Quand l'éviter ? Phase active de RGO sévère (acidité – pH ≈ 2.8–3.2 non mûre, ≈ 3.5–3.8 mûre), allergie aux Ribes (réactivité croisée possible avec le cassis), calculs rénaux sensibles aux oxalates (oxalates modérés à élevés), traitement anticoagulant + forte dose (interaction théorique vitamine K + polyphénols), nourrissons de moins d'1 an (risque d'étouffement avec les baies entières).
La groseille à maquereau (Ribes uva-crispa) est un membre natif de la flore tempérée européenne : les formes sauvages s'étendaient du bassin des Carpates à la Scandinavie et aux îles Britanniques. La domestication a été relativement tardive – elle est apparue pour la première fois dans les jardins monastiques français du XIIIe siècle sous le nom de groseille à maquereau, parce que ce fruit acidulé et aigre, en sauce verte, était l'accompagnement classique du maquereau. En Angleterre, le nom gooseberry ne renvoie pas nécessairement à l'« oie » (goose) – ce peut être une déformation du moyen anglais « gorse-berry » (baie épineuse), puisque le groseillier à maquereau est piquant. Aux XVIe–XVIIe siècles, elle est devenue le terrain de loisir compétitif des jardiniers anglais avec le mouvement des « gooseberry fanciers » : en 1810, plus de 700 variétés concouraient dans le Lancashire pour la baie la plus grosse et la plus savoureuse.

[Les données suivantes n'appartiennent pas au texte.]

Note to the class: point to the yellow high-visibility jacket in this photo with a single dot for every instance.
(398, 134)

Dans la cuisine hongroise, la groseille à maquereau ou « köszméte » est une baie d'été séculaire : cueillie verte et non mûre, elle entre dans la « sauce à la groseille » printanière à la crème (un classique de la Haute-Hongrie avec du poisson ou du veau), et mûre, rouge ou jaune, elle entre dans les conserves, les confitures et la consommation crue. Dans les jardins des grands-mères du XIXe siècle, quelques cassissiers étaient toujours plantés à côté du groseillier à maquereau – ils mûrissaient ensemble, et le profil polyphénolique du cassis complétait la vitamine C de la groseille. À la fin du XXe siècle, la production de groseilles à maquereau avait décliné au profit de baies plus faciles à récolter mécaniquement (framboise, myrtille), mais depuis les années 2000, le mouvement slow food et fruits de jardin l'a fait revivre. La science moderne de la nutrition étudie de plus en plus le profil commun anthocyanes–acide ellagique–vitamine C des espèces de Ribes (groseilles, groseille à maquereau, cassis).
Contexte scientifique
La teneur en vitamine C (acide ascorbique) de la groseille à maquereau est de 25–60 mg/100 g de poids frais (Pantelidis 2007 [1292], Mikulic-Petkovsek 2012 [1293]) – environ le double de celle de la myrtille et proche des niveaux des agrumes. L'acide ascorbique est bien préservé au congélateur (10–20% de perte en 6 mois à -18 °C), mais la cuisson (≥ 90 °C, ≥ 10 min) peut provoquer une perte de 40–60%. Le profil anthocyanique dépend du cultivar : les cultivars rouges et pourpres sont dominés par la cyanidine-3-rutinoside et la delphinidine-3-glucoside ; les cultivars verts et jaunes portent surtout des glycosides de quercétine et de kaempférol avec peu d'anthocyanes. [1287] Mikulic-Petkovsek 2012 a mesuré des concentrations totales en polyphénols de 100–250 mg/100 g (GAE). [1293]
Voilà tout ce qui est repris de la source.